Le discours de Joseph Kabila vis-à-vis de Paul Kagame – avec lequel Kinshasa est en conflit depuis les années 90 – est « clair », estime Denis Mukwege : l’ancien président congolais « n’a pas dénoncé le président rwandais comme agresseur. Il y a des « signes qui ne trompent pas ». Parmi ceux-ci, le fait que Joseph Kabila soit revenu au pays dans la ville de Goma, frontalière avec le Rwanda. “Il est entré par le Rwanda,” note-t-il.

En 1999, Denis Mukwege a fondé l’hôpital Panzi à Bukavu, dans l’est du pays.

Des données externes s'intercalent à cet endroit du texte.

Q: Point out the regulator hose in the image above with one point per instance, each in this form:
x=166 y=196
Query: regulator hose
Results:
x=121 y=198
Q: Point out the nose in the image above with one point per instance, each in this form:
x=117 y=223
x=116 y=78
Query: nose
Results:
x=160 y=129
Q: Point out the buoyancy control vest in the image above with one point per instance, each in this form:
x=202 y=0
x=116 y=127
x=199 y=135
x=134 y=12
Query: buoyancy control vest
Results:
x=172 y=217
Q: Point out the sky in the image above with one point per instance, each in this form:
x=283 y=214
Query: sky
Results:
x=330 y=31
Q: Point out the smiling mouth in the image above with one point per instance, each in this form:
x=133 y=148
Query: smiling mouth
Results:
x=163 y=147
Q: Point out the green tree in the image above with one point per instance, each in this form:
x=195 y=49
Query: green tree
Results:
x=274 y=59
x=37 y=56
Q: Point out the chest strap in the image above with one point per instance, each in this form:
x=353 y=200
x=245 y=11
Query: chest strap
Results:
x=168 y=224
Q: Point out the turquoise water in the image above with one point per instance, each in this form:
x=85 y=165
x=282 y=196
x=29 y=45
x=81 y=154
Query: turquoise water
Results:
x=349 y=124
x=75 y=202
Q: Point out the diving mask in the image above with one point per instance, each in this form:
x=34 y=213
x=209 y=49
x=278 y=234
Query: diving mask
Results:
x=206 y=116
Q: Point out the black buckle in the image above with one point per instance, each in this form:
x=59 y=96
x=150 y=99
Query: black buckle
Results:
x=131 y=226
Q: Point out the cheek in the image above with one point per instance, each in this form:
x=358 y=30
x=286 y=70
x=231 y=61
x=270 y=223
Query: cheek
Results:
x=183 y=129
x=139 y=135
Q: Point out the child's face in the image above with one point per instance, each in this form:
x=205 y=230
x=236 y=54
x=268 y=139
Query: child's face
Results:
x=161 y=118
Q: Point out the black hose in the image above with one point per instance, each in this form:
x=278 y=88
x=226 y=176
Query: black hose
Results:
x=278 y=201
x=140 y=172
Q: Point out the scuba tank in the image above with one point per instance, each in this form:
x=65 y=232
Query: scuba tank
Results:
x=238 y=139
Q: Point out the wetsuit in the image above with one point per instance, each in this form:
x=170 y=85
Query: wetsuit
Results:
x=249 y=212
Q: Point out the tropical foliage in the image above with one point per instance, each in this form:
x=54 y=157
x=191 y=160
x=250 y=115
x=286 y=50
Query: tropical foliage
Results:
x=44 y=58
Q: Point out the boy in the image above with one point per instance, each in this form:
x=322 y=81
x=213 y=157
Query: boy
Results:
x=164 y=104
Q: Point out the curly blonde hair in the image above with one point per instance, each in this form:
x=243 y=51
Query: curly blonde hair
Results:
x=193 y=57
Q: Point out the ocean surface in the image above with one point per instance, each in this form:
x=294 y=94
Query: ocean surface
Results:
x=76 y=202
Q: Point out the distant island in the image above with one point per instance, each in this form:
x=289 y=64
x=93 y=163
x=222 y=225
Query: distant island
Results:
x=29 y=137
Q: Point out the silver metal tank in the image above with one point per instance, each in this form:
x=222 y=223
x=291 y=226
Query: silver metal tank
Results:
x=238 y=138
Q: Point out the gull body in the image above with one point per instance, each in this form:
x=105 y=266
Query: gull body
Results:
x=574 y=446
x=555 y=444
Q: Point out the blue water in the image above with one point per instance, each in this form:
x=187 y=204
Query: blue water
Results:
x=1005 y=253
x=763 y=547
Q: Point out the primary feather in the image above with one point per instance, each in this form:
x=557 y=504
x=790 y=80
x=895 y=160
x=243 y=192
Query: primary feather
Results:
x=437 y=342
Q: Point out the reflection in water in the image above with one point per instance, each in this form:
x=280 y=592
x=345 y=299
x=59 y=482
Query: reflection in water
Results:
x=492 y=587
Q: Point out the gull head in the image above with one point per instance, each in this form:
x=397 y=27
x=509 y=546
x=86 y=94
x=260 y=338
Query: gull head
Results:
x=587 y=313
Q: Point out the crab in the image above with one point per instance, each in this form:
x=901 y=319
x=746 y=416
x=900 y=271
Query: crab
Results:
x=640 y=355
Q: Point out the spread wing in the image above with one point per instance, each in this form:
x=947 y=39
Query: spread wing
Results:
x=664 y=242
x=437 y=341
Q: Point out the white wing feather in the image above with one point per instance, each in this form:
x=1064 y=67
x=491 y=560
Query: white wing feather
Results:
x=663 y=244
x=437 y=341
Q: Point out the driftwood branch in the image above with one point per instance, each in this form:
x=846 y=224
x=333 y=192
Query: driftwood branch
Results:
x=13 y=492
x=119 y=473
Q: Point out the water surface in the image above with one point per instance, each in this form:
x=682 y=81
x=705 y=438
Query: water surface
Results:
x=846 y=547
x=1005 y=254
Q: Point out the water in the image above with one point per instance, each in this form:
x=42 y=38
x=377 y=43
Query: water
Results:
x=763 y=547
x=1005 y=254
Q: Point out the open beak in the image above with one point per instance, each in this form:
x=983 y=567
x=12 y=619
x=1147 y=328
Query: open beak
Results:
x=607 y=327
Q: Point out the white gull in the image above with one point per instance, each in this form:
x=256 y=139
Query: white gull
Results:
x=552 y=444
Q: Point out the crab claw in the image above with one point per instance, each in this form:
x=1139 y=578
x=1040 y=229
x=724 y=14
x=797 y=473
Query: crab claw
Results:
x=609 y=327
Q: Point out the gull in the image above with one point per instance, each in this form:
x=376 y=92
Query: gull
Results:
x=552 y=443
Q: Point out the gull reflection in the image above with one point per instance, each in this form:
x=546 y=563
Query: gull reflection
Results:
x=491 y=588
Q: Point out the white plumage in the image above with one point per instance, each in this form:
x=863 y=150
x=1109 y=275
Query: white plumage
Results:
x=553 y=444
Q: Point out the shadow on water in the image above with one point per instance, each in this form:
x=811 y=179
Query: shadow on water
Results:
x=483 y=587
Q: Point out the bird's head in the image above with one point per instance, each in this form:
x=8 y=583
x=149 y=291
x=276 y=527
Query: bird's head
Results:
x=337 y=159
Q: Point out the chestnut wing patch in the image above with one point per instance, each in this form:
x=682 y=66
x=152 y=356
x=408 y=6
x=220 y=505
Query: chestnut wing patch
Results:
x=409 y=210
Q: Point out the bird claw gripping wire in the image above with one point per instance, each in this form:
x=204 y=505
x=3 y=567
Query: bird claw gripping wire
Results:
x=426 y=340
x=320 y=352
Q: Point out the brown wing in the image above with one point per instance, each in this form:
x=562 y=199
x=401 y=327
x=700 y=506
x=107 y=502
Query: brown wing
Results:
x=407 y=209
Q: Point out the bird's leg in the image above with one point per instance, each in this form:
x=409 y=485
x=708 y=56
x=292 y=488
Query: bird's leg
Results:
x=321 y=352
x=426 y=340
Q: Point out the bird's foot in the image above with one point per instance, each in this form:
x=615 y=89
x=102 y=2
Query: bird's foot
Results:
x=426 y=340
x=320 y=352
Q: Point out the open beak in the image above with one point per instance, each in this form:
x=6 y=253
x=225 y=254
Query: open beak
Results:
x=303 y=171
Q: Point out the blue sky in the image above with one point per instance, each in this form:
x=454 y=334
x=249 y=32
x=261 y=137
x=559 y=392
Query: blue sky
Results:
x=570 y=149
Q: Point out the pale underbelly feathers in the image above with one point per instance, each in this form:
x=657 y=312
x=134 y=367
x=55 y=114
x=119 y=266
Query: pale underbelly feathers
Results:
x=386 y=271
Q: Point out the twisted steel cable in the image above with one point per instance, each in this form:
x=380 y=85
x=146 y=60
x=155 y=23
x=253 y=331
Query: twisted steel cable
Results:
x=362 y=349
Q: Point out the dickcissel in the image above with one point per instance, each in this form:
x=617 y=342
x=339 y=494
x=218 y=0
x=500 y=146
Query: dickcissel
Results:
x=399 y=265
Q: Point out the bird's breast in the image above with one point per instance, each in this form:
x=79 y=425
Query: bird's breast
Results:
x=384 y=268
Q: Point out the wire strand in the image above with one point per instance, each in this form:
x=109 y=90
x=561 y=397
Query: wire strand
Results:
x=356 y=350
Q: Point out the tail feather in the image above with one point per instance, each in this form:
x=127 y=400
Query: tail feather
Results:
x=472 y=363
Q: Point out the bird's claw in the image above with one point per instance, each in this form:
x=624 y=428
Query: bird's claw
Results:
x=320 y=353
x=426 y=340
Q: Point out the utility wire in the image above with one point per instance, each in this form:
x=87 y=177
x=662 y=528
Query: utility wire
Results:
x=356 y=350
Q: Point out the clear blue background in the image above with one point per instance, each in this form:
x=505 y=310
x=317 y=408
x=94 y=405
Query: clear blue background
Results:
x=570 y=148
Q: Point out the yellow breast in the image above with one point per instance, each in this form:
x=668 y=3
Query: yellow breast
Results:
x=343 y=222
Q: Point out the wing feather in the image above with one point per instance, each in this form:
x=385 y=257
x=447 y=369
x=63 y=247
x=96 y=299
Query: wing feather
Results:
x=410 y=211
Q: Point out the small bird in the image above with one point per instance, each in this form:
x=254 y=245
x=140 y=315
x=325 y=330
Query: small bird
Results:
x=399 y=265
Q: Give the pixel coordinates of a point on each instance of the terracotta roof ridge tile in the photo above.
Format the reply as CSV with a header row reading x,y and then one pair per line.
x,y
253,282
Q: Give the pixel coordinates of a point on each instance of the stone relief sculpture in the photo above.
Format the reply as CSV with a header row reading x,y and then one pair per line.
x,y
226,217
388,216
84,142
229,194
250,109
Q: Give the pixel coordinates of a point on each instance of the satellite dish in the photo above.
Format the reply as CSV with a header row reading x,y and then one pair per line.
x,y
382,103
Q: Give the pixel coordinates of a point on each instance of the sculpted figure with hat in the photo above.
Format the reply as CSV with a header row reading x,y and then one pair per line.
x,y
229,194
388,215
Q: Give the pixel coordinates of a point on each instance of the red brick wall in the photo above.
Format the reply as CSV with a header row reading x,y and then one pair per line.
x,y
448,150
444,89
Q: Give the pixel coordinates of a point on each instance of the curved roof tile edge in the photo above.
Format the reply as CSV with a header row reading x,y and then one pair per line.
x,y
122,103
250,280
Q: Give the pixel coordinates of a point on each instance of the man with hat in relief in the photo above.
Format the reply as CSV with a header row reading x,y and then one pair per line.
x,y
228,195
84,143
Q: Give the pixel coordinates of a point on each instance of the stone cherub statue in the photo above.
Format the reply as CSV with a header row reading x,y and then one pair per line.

Des dizaines de milliers de femmes et d’enfants victimes de violences sexuelles y ont été soignés.

La région voisine du Nord-Kivu, frontalière du Rwanda, a été déstabilisée par la résurgence du M23 depuis fin 2021. Soutenu par Kigali, ce groupe armé s’est finalement emparé de la capitale régionale, Goma, le 26 janvier.

Dans la partie est du pays, l’échec sécuritaire est « cuisant » selon Denis Mukwege, qui dénonce « l’externalisation » de la sécurité congolaise.

« Qu’est-ce qu’on attend pour isoler » le Rwanda ?

Face à l’instabilité frappant les régions orientales du territoire, Kinshasa a fait appel à plusieurs armées africaines, notamment celles de la SADC et de l’Ouganda, dans un contexte de crise régionale complexe impliquant plusieurs pays voisins.

Sur les multiples initiatives de paix – conduites par le Qatar ou encore les États-Unis – il prône une « coordination de toutes ces initiatives » dans le cadre d’une « conférence internationale ».

Au cœur des préoccupations régionales, le spectre d’une guerre ouverte entre la RD Congo et son voisin rwandais.

« Qu’est-ce qu’on attend pour isoler un pays agresseur ? Un pays qui viole le droit international et humanitaire ? », demande Denis Mukwege. En février 2025, le Conseil de sécurité de l’ONU demandait au Rwanda de retirer immédiatement ses forces du territoire congolais.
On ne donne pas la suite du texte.